Validation of density–elasticity relationships for finite element modeling of human pelvic bone by modal analysis

In total hip arthroplasty and particularly in revision surgery, computer assisted pre-operative prediction of the best possible anchorage strategy for implant fixation would be a great help to the surgeon. Computer simulation relies on validated numerical models. In the current study, three density–elasticity relationships (No. 1–3) from the literature for inhomogeneous material parameter assignment from CT data in automated finite element (FE) modeling of long bones were evaluated for their suitability for FE modeling of human pelvic bone. Numerical modal analysis was conducted on 10 FE models of hemipelvic bone specimens and compared to the gold standard provided by experimental modal analysis results from a previous in-vitro study on the same specimens. Overall, calculated resonance frequencies came out lower than measured values.

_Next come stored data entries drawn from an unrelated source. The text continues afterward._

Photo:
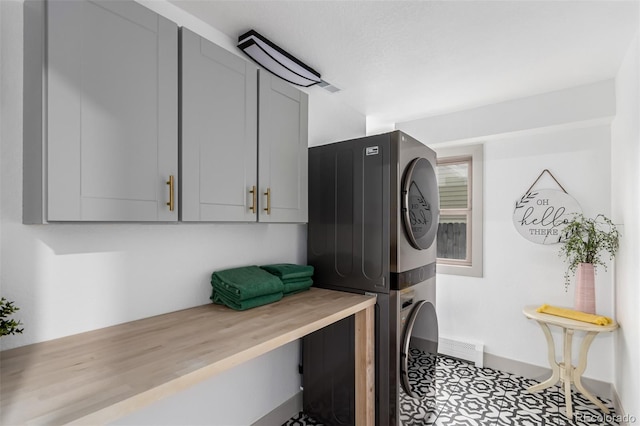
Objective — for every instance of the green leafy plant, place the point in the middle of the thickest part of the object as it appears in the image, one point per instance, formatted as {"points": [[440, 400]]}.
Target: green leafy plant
{"points": [[8, 326], [585, 240]]}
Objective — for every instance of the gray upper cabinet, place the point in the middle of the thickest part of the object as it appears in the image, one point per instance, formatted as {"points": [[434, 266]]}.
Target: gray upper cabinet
{"points": [[110, 123], [283, 151], [244, 139], [219, 133]]}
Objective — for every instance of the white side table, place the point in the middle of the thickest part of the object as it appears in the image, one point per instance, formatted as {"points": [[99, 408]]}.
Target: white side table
{"points": [[564, 371]]}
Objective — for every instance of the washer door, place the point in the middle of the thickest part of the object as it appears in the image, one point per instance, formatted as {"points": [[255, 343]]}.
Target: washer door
{"points": [[418, 353], [420, 203]]}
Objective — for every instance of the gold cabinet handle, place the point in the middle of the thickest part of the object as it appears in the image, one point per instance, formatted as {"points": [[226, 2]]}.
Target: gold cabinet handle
{"points": [[171, 203], [268, 194], [254, 200]]}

Magnitude of mean relative deviation of numerical resonance frequencies with regard to measured values is lowest for the density–elasticity relationship No. 3 (−15.9%) and considerably higher for both density–elasticity relationships No. 1 (−41.1%) and No. 2 (−45.0%). Mean MAC values over all specimens amount to 77.8% (No. 1), 78.5% (No. 2), and 83.0% (No. 3). MAC results show, that mode shapes are only slightly influenced by material distribution. Calculated resonance frequencies are generally lower than measured values, which indicates, that numerical models lack stiffness. Even when using the best suited (No. 3) out of three investigated density–elasticity relationships, in FE modeling of pelvic bone a considerable underestimation of model stiffness has to be taken into account.